A different approach is to charge an inductor directly from a voltage source, then dump the inductor energy into the LED. The inductor will act as a near pure current source, so LED threshold voltage is easily exceeded, and current to the LED is limited only by the winding resistance resulting in a high peak current for a very short time. LED's appear very bright to the eye, although average current is low.

Most blocking oscillators such as the JT circuit attempt to do this, however the core must begin to saturate for the circuit to switch off and this dissipates power in the resistance of the winding.

A better way is to switch off before saturation and control the cycle by cycle charge into the inductor.

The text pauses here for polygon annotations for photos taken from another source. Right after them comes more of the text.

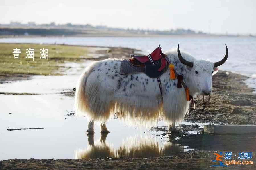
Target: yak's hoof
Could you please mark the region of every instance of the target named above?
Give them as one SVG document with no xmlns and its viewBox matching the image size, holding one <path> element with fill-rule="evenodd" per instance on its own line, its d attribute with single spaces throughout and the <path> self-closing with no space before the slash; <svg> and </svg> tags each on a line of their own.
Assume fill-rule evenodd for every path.
<svg viewBox="0 0 256 170">
<path fill-rule="evenodd" d="M 108 131 L 107 130 L 102 130 L 101 131 L 101 133 L 109 133 L 110 132 Z"/>
<path fill-rule="evenodd" d="M 88 130 L 87 130 L 87 131 L 85 132 L 85 133 L 86 134 L 94 134 L 94 132 L 93 131 L 88 131 Z"/>
</svg>

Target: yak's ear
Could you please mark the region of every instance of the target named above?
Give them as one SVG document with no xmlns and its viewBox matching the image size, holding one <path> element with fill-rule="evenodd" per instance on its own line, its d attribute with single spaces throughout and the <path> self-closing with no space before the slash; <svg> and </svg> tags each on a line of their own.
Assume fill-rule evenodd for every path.
<svg viewBox="0 0 256 170">
<path fill-rule="evenodd" d="M 218 69 L 218 67 L 213 67 L 213 73 L 212 74 L 212 75 L 214 75 L 216 73 L 218 70 L 219 69 Z"/>
</svg>

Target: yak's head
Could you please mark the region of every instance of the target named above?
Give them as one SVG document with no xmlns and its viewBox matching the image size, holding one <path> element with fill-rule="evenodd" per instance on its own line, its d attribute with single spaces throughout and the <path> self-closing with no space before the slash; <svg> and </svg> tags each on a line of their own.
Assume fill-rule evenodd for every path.
<svg viewBox="0 0 256 170">
<path fill-rule="evenodd" d="M 190 62 L 184 59 L 181 54 L 178 45 L 178 54 L 180 61 L 189 66 L 191 77 L 196 86 L 196 91 L 202 95 L 210 95 L 212 92 L 212 76 L 218 71 L 218 66 L 223 64 L 228 59 L 228 48 L 226 45 L 226 54 L 221 60 L 213 63 L 204 60 L 196 60 Z"/>
</svg>

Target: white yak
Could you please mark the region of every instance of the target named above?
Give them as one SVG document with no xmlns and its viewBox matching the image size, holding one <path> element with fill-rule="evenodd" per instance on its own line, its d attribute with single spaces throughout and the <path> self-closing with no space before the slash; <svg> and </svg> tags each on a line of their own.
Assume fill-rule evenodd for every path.
<svg viewBox="0 0 256 170">
<path fill-rule="evenodd" d="M 189 95 L 210 94 L 212 75 L 220 61 L 196 60 L 185 52 L 172 50 L 165 54 L 189 89 Z M 175 124 L 181 122 L 189 110 L 185 90 L 177 87 L 177 80 L 170 78 L 169 70 L 160 77 L 163 99 L 157 79 L 144 73 L 120 74 L 121 60 L 109 59 L 92 63 L 81 75 L 76 87 L 76 115 L 89 118 L 87 132 L 94 133 L 95 121 L 100 122 L 101 133 L 109 133 L 106 125 L 115 116 L 128 124 L 145 127 L 156 125 L 160 120 L 169 126 L 168 132 L 177 132 Z"/>
</svg>

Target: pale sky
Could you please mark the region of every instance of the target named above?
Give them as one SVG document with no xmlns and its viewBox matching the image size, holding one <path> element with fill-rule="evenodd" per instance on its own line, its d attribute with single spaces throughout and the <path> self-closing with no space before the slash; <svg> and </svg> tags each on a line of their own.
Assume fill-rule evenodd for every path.
<svg viewBox="0 0 256 170">
<path fill-rule="evenodd" d="M 256 1 L 252 0 L 4 0 L 0 5 L 1 24 L 54 22 L 256 34 Z"/>
</svg>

The Lasersaber circuit is unique in that it uses the small interwinding capacitance of the first and second windings to couple the switch on / switch off current to the base of the transistor allowing for a fast charge / discharge of base current, hence efficient switching of the transistor. This is less dissipative and provides stiffer peak current base drive than most JT circuits which use just a resistor. The interwinding capacitance also effectively limits "on time" by discharging, thus preventing saturation, hence the high switching efficiency.

The XEE2 circuit adds a small capacitor across the bias resistor to effect fast switching. This is commonly called a speedup network in the art. There are even better ways to effect base drive, depends on the goal, which is never carefully or clearly defined.

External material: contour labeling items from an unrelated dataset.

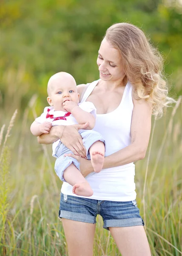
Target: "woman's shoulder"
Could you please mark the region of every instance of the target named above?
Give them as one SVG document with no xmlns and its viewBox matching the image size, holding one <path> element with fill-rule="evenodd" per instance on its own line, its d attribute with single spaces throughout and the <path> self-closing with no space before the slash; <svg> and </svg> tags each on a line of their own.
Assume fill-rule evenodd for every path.
<svg viewBox="0 0 182 256">
<path fill-rule="evenodd" d="M 78 90 L 78 93 L 80 94 L 81 94 L 83 91 L 86 90 L 88 86 L 90 84 L 78 84 L 77 86 L 77 89 Z"/>
</svg>

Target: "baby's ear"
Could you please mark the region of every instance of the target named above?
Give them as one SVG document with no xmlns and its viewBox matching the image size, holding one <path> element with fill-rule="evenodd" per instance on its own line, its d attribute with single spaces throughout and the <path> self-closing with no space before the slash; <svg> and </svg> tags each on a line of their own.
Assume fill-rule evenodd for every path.
<svg viewBox="0 0 182 256">
<path fill-rule="evenodd" d="M 53 104 L 52 103 L 52 100 L 49 97 L 49 96 L 48 96 L 47 98 L 47 102 L 48 102 L 48 103 L 49 104 L 49 105 L 50 106 L 53 106 Z"/>
</svg>

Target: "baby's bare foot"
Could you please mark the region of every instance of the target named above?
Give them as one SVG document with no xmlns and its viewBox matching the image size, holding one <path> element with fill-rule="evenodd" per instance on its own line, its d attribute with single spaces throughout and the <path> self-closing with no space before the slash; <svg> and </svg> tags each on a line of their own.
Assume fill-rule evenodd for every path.
<svg viewBox="0 0 182 256">
<path fill-rule="evenodd" d="M 93 190 L 87 181 L 75 184 L 72 192 L 73 194 L 83 196 L 91 196 L 93 194 Z"/>
<path fill-rule="evenodd" d="M 100 152 L 95 151 L 91 154 L 91 163 L 94 171 L 99 172 L 102 169 L 104 161 L 104 154 Z"/>
</svg>

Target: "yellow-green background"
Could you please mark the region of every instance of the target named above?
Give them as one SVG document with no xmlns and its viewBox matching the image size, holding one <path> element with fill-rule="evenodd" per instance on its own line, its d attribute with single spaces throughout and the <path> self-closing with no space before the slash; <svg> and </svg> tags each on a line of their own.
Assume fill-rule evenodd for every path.
<svg viewBox="0 0 182 256">
<path fill-rule="evenodd" d="M 97 79 L 96 59 L 106 29 L 130 22 L 162 53 L 170 95 L 177 99 L 182 94 L 182 14 L 180 1 L 169 0 L 0 1 L 1 134 L 6 125 L 1 150 L 18 110 L 8 149 L 0 151 L 0 255 L 68 255 L 51 146 L 38 144 L 29 130 L 47 105 L 50 76 L 64 71 L 77 84 Z M 151 147 L 136 163 L 138 205 L 152 255 L 182 254 L 182 113 L 179 104 L 153 120 Z M 99 218 L 94 255 L 119 255 L 102 221 Z"/>
</svg>

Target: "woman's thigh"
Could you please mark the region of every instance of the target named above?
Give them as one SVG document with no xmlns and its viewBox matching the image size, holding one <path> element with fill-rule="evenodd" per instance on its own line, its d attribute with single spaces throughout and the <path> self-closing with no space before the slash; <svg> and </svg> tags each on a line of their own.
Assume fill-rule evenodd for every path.
<svg viewBox="0 0 182 256">
<path fill-rule="evenodd" d="M 151 256 L 142 226 L 112 227 L 109 230 L 122 256 Z"/>
<path fill-rule="evenodd" d="M 93 256 L 95 224 L 62 218 L 70 256 Z"/>
</svg>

There is more, if anyone is interested.

conradelektro

Quote from: Vortex1 on May 15, 2014, 01:16:58 PM

A better way is to switch off before saturation and control the cycle by cycle charge into the inductor.


Well, nice idea, how can one do this? Do you have a circuit?

I think I want to do that with the adjustable narrow square wave from the MAX931 circuit. It is true that the 5 µA are lost, but it is very little in comparison to the energy needed to drive a 220 V 10 Watt LED lamp.

Keep the circuits coming, idle talk is useless.